Tuesday of the Thirtieth Week in Ordinary Time

Scripture Readings

As I prepared for today’s reflection I followed my normal habits. I read the passages briefly in advance in anticipation of sitting with them longer to listen and formulate what was on my heart or in my head. As I realized that I would be reflecting on this portion of Ephesians chapter 5, I found myself distracted and uneasy. I know when I hear others reflect on this passage I have trouble listening with my heart and more easily listen with my critical brain. And yet I feel like the Lord has put a reflection on my heart that I want to share. So, whatever your prior feelings about this passage, please approach it again with me, doing as St. Pauls asks in 1 Thessalonians 5:21 “Test everything; retain what is good.”

There is much of the Bible that has become difficult for us modern readers to chew on. Some of those portions are because we don’t know how to read them as they were meant to be read. Some are because we truly need to be stretched and challenged. Some are because we are so disconnected from the time of composition that we trivialize deep and profound truths. I don’t know in which category I would place this passage, but I think we need to tread delicately around it.

That delicacy involves us seeking the wisdom in Paul’s advice and in defending the analogy.

When it comes to the wisdom, I think it is important to step back and ask “what does St.
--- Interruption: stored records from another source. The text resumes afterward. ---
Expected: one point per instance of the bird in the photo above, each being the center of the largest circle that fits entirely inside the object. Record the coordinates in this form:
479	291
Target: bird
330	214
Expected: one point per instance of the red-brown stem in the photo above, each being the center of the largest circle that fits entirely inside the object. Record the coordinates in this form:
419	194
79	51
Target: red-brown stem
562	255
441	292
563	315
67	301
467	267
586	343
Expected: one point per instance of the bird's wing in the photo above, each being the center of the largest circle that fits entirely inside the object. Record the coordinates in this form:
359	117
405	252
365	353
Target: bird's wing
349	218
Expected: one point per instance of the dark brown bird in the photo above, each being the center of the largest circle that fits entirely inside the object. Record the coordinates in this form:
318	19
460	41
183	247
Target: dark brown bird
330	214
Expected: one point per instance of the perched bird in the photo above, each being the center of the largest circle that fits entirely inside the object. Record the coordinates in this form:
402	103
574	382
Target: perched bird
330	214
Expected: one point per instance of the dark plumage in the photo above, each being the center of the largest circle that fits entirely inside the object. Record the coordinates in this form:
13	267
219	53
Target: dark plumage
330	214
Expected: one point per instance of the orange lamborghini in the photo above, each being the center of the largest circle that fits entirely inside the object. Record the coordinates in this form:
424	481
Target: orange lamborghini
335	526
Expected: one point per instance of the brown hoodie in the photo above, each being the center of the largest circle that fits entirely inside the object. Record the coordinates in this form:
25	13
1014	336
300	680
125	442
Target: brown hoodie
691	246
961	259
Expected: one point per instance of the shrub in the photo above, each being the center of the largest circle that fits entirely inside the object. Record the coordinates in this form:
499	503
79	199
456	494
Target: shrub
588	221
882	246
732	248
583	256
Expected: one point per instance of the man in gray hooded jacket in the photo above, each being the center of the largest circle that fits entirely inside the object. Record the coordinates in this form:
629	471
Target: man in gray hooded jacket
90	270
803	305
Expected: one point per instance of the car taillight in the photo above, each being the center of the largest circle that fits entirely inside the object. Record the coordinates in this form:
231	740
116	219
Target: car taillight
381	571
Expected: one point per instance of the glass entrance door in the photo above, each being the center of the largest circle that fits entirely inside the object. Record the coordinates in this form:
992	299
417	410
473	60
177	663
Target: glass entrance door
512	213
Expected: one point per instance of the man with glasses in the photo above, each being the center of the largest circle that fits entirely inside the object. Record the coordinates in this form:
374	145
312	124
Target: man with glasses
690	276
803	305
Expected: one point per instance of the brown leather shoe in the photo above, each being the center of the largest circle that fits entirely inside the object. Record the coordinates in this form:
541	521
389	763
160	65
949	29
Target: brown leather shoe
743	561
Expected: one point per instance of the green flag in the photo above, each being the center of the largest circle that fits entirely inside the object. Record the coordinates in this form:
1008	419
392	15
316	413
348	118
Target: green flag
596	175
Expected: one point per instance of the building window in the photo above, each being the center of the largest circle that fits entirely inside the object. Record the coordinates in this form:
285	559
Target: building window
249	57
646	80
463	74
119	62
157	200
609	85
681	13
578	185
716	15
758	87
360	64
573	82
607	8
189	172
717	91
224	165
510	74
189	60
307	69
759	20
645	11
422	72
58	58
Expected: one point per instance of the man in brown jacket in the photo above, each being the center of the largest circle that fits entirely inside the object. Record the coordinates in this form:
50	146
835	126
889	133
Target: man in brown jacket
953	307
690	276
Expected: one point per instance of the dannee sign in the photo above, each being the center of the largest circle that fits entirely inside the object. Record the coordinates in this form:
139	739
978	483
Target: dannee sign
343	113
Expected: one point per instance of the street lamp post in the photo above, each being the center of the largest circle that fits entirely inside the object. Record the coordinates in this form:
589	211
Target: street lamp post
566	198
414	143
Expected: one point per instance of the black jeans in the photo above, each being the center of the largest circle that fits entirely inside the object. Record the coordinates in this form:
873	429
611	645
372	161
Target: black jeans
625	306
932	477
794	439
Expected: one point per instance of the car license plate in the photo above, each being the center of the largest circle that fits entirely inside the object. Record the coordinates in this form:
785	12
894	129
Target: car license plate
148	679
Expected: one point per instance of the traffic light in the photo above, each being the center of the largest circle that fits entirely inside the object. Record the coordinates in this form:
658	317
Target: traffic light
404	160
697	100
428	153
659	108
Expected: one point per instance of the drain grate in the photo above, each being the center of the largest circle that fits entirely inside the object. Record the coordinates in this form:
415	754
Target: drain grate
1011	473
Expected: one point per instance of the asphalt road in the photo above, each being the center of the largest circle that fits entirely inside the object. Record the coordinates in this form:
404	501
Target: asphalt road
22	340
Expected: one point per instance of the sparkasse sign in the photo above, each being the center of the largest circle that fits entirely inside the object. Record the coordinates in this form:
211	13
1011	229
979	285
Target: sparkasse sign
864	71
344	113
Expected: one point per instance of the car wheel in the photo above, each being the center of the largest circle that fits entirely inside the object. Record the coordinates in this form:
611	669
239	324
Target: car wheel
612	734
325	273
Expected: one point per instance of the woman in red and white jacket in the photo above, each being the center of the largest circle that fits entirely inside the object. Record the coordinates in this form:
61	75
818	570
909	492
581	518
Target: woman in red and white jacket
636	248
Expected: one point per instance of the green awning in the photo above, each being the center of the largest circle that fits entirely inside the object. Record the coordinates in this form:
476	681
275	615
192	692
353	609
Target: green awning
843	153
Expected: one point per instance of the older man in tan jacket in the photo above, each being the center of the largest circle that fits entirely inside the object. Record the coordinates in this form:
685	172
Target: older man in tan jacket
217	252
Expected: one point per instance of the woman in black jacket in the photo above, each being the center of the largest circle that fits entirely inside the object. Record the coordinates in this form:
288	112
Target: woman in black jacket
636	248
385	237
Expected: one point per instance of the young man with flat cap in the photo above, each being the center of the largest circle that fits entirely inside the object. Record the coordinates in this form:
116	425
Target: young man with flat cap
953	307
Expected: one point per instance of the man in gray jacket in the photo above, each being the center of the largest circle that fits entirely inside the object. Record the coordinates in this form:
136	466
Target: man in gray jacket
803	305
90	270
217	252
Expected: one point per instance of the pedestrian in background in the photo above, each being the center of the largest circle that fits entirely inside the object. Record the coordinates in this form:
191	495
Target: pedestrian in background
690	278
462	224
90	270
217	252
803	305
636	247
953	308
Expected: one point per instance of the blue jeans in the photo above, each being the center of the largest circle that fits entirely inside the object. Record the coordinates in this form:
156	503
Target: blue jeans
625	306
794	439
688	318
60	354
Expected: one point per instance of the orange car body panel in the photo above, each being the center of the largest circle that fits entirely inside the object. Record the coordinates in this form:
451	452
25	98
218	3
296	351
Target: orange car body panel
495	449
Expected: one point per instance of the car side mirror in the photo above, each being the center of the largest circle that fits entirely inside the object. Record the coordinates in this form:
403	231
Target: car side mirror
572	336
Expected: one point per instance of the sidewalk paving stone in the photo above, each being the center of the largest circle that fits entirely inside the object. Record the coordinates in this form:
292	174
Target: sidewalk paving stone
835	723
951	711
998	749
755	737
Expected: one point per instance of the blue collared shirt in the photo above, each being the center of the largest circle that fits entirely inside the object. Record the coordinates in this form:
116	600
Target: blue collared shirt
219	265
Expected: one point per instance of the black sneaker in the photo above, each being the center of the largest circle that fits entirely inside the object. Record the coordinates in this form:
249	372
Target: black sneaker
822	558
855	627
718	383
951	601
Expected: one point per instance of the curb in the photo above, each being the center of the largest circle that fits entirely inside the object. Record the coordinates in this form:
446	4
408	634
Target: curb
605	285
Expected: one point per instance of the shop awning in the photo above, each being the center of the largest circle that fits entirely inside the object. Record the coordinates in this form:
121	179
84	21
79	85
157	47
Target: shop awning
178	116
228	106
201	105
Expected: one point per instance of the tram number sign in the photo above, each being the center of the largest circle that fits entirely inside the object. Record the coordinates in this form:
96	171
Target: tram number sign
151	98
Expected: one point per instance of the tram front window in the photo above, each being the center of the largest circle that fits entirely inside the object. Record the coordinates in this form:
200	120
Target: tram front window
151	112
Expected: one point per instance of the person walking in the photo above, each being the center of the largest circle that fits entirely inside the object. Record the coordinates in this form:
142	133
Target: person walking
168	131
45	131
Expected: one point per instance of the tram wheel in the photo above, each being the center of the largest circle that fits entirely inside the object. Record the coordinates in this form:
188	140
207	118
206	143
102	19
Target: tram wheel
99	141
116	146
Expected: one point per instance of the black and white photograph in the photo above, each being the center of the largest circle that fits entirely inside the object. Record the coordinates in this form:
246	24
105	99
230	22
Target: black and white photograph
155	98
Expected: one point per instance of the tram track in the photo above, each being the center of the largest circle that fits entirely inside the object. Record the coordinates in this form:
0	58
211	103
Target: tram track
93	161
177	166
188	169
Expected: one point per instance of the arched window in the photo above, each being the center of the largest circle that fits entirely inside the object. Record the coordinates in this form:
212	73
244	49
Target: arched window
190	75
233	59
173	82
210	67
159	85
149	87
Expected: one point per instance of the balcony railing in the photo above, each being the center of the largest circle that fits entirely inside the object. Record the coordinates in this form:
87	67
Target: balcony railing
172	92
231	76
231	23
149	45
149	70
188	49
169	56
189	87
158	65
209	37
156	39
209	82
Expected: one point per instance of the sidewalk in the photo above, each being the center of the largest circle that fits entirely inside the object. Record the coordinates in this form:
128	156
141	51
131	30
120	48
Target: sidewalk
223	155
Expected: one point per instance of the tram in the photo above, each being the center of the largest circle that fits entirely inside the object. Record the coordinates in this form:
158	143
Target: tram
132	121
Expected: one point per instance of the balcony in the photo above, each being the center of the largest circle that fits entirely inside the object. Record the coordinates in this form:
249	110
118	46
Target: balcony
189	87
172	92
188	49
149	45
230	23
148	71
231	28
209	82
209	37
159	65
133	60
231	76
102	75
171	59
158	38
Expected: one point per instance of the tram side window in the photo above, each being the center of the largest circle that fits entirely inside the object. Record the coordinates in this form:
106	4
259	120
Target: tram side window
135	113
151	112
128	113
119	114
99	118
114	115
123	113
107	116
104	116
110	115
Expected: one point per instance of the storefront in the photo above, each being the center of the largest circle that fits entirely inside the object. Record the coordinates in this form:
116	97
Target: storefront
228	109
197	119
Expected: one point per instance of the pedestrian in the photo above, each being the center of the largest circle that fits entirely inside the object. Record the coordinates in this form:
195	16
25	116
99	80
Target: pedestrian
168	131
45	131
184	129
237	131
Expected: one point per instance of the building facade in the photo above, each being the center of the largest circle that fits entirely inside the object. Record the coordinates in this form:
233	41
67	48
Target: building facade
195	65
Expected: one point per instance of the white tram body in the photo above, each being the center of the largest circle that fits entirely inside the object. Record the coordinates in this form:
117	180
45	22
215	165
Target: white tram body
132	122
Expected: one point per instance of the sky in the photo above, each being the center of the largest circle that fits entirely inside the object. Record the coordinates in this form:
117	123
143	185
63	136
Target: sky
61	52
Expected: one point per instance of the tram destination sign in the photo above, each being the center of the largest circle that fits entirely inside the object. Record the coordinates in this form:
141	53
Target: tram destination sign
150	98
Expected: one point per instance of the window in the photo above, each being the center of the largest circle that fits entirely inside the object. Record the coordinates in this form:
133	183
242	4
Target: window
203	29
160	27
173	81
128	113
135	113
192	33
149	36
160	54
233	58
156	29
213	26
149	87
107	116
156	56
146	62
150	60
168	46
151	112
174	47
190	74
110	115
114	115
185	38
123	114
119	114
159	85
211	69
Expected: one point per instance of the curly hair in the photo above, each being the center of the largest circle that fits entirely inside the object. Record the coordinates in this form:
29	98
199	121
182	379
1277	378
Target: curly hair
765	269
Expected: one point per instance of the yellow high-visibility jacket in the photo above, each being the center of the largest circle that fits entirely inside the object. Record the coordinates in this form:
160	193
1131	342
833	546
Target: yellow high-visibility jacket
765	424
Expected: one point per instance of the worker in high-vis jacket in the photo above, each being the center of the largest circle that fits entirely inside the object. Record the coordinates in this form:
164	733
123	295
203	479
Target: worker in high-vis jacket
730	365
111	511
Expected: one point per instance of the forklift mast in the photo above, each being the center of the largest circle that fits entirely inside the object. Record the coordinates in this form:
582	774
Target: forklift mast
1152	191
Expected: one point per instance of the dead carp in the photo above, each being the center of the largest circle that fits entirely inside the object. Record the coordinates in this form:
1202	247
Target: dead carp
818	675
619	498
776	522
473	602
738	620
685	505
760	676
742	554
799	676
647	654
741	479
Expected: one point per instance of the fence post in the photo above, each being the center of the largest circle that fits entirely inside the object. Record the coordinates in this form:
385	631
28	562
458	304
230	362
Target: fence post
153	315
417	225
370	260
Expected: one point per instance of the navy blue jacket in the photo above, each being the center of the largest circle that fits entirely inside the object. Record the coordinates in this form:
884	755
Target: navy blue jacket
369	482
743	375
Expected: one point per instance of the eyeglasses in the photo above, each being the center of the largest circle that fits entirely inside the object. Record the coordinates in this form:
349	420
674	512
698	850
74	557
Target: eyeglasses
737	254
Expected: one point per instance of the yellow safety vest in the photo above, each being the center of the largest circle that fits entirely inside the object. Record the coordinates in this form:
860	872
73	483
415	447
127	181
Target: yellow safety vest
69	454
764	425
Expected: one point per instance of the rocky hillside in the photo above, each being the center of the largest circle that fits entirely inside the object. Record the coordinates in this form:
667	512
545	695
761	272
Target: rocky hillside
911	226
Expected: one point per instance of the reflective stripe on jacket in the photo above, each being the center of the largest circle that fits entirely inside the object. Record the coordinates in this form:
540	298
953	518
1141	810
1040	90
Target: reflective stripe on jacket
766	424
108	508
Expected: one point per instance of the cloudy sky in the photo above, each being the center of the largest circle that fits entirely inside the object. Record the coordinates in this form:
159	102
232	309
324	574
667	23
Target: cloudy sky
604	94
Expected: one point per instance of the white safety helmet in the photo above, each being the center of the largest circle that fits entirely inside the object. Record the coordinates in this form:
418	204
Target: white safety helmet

Paul’s advice guard against?”

I think Paul’s advice asks the couple to give up trying to control one another, to die to selfish pursuits, and to seek the benefit of the other first. This dimension ensures the family is living lovingly internally, but the family needs movement, motivation, and an outward impulse as well. St. Paul is demanding that families have a missional focus. There needs to be a force in the family that works against apathy, sloth, indifference, and an internal only focus. There needs to be a force that stops serving one another from becoming a stagnant form of internal deference or worse a disinterested approval of each other seeking their own brand of happiness. Put in an era of limitless entertainment, and perpetual scrolling we need help looking up from our phones long enough to come under the mission of our family which is ultimately the mission entrusted to us by Christ.

As a man reading this passage I don’t see this as a free pass to reinstate sexism, but rather as an indictment of how seldom I help lead my family to seek and embrace our mission.

Secondly, there is the analogy. Ultimately, St. Paul says this, “but I speak in reference to Christ and the Church.” I don’t know how you tend to interpret this passage but amid debate over what the passage does or does not say about the role of husband and wife, it is unequivocal about our role in relation to Christ and I think that is Paul’s greater concern.

Jesus seeks not to control us, but to nourish and care for us. He died for us and put aside self-interest to save us. He is the one that breaks through our indifference, apathy, and sloth. He sends us out, not on missions of our own devising, but under his mission, under his orders. We are submissive to him. Subordinate to him. He left his home to join himself with us to present us without blemish.

And if we see each other in that light. If we see one another clothed in that much love and serving under one common mission giver, isn’t it easier to love, support, serve, and encourage one another?